Dopo qualche giorno…
Dopo qualche giorno hanno mandato su solo una bottiglia d’acqua. Una bottiglia. Per quattro persone.
E quando hanno visto che anche questo non serviva…
Non hanno mandato su più nulla.
Una notte abbiamo chiamato il collega che dormiva nella cabina di comando della gru. Era finito il suo turno di dormire lì dentro, toccava a un altro di noi, adesso, approfittare di quella poltroncina.

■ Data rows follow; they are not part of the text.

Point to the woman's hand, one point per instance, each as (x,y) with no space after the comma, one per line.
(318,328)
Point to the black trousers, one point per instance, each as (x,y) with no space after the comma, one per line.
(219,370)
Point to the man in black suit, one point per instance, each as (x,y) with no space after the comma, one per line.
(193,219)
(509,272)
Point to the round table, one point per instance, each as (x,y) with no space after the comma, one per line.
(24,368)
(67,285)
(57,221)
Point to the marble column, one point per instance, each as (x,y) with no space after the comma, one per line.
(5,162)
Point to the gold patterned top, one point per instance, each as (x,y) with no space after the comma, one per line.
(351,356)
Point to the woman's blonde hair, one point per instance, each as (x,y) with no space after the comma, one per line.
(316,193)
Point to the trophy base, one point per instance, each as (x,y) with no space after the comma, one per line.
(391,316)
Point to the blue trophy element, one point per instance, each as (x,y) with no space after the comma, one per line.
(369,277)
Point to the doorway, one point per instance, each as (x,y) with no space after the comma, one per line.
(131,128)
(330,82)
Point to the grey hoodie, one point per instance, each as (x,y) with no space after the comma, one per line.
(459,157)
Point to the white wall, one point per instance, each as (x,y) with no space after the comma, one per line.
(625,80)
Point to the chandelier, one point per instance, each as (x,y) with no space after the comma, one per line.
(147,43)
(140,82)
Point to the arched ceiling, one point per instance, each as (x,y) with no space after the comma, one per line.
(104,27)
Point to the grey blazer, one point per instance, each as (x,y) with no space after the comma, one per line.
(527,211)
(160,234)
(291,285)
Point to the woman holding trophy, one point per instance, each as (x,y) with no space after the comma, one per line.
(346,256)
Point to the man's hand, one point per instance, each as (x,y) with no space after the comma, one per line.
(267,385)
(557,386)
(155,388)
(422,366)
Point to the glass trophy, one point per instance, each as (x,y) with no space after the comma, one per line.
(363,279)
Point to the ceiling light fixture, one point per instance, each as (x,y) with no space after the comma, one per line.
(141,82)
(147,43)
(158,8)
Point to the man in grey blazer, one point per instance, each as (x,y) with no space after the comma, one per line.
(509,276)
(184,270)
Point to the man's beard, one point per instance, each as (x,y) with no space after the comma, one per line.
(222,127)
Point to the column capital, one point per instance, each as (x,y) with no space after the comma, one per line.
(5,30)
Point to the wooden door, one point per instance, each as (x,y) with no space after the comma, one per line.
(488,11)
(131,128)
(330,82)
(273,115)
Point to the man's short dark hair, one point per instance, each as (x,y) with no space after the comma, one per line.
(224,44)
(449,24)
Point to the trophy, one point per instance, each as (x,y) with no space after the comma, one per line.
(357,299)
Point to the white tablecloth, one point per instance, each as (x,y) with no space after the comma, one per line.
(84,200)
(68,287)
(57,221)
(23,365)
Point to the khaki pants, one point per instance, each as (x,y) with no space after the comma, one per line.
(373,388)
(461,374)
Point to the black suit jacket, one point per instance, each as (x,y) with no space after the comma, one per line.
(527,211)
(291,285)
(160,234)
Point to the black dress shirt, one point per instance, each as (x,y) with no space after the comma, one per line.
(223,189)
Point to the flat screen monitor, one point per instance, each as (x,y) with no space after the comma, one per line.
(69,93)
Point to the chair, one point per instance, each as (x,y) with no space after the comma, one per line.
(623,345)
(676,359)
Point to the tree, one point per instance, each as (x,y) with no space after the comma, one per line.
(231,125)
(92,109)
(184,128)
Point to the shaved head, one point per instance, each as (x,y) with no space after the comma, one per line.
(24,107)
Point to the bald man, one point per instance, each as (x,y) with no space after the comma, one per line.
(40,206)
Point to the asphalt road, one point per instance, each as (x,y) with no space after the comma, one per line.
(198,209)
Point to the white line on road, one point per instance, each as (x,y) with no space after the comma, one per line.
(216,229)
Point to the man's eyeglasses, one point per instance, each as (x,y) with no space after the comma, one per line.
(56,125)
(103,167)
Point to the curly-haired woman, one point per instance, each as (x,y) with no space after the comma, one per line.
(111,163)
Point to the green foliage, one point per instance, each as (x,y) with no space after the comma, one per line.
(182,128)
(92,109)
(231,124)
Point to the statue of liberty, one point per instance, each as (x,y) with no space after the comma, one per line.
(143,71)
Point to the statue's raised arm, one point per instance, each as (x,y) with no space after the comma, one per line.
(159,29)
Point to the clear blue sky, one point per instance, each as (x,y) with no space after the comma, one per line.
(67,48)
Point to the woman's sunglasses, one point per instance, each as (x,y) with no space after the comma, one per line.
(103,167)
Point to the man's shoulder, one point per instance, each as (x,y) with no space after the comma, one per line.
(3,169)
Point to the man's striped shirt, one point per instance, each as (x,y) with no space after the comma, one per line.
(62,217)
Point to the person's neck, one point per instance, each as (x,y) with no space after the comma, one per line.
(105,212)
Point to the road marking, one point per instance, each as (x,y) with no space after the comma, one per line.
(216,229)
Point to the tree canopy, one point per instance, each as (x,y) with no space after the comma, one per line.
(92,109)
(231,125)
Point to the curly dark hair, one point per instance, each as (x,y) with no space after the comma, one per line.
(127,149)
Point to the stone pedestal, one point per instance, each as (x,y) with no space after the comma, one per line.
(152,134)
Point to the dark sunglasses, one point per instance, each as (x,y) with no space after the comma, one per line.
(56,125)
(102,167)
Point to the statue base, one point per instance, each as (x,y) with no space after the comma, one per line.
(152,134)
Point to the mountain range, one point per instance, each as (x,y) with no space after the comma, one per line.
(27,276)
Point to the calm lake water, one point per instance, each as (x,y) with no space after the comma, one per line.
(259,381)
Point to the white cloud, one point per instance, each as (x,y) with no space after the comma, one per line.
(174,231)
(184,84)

Lo abbiamo chiamato con la voce rauca e la bocca impastata.
Poi abbiamo capito. Ma non avevamo lacrime per piangere.
Siamo rimasti giorni, senza mangiare e senza bere, abbandonati esausti in questo caldo infernale. Nessuno si è più mosso, non avevamo più forze.
Le nostre famiglie ci vedranno scendere da qui all’interno di un sacco.
Laggiù già lo sanno che siamo morti.
Le istituzioni, quelli che ci dovevano appoggiare, aiutare, difendere, ci hanno abbandonati quassù e lo hanno fatto deliberatamente.
Mi danno fastidio le mosche.
Arrivano qui, non so come diavolo fanno, attirate dai cadaveri dei miei colleghi, e non risparmiano neanche me.
Non mi dispiace morire nel grasso, io nel grasso ci ho passato la vita e ne sono orgoglioso.
Mi dispiace invece morire quassù. Perchè il cielo è così vicino, ma non riesco a toccarlo.
Se ne sta, come sempre, tranquillo e ben lontano dalle nostre miserie.